Besides repeatedly mispronouncing Easterbrook's name, Griffin's main lurch into deranged incompetence came with the discussion of climate change. NPR has provided some key excerpts --

I understand that the bulk of scientific evidence accumulated supports the claim that we've had about a one degree centigrade rise in temperature over the last century to within an accuracy of 20 percent. I'm also aware of recent findings that appear to have nailed down — pretty well nailed down the conclusion that much of that is manmade. Whether that is a longterm concern or not, I can't say.

Do you have any doubt that this is a problem that mankind has to wrestle with?

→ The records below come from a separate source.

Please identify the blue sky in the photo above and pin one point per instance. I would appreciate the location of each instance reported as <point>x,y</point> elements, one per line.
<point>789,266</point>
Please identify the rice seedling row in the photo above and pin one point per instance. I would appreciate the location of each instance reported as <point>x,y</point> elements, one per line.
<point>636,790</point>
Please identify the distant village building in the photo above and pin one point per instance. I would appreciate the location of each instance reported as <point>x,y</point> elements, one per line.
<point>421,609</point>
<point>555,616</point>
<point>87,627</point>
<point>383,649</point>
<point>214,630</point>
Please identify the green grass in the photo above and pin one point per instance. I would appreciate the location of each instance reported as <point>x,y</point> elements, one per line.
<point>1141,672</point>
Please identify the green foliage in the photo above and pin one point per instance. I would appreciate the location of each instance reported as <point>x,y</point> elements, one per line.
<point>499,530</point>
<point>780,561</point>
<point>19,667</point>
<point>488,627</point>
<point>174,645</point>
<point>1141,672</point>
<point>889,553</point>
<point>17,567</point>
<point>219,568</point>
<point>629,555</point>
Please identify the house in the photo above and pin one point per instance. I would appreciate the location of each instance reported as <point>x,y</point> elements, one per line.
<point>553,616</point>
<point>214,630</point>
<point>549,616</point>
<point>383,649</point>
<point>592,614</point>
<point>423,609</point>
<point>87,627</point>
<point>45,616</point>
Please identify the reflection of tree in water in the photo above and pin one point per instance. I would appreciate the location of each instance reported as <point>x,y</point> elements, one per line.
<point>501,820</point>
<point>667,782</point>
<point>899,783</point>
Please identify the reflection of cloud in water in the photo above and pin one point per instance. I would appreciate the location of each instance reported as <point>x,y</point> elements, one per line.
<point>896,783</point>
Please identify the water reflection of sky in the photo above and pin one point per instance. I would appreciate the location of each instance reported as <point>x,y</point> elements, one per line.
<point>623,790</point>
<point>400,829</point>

I have no doubt that … a trend of global warming exists. I am not sure that it is fair to say that it is a problem we must wrestle with. To assume that it is a problem is to assume that the state of Earth's climate today is the optimal climate, the best climate that we could have or ever have had and that we need to take steps to make sure that it doesn't change. First of all, I don't think it's within the power of human beings to assure that the climate does not change, as millions of years of history have shown. And second of all, I guess I would ask which human beings — where and when — are to be accorded the privilege of deciding that this particular climate that we have right here today, right now is the best climate for all other human beings. I think that's a rather arrogant position for people to take.


Thus, a case study in climate change obscurantism, from the guy in charge of the equipment that could tell us a lot about climate change. Note the phrasing of his global warming admission, designed to make it sound as small as possible -- 1 degree Centigrade over 100 years. Note the sudden interest in the metric temperature scale, when he knows his listeners think in Fahrenheit. Note the lack of interest in the bleak projections for future climate change.

But note most of all the bizarre ethical position that it's "arrogant" for current generations to take any actions that could affect the climate of future generations, since those generations could prefer the hothouse that we'll be bequeathing to them. Nick Stern's climate change report got criticised for its ethical position that the current generation should essentially assume that future generations have the same preferences and weight as the current one in making climate change decisions, but Griffin seems to think that one can't take any position at all. And yet somehow he's willing to assume that they will want that manned station on the Moon and trips to Mars.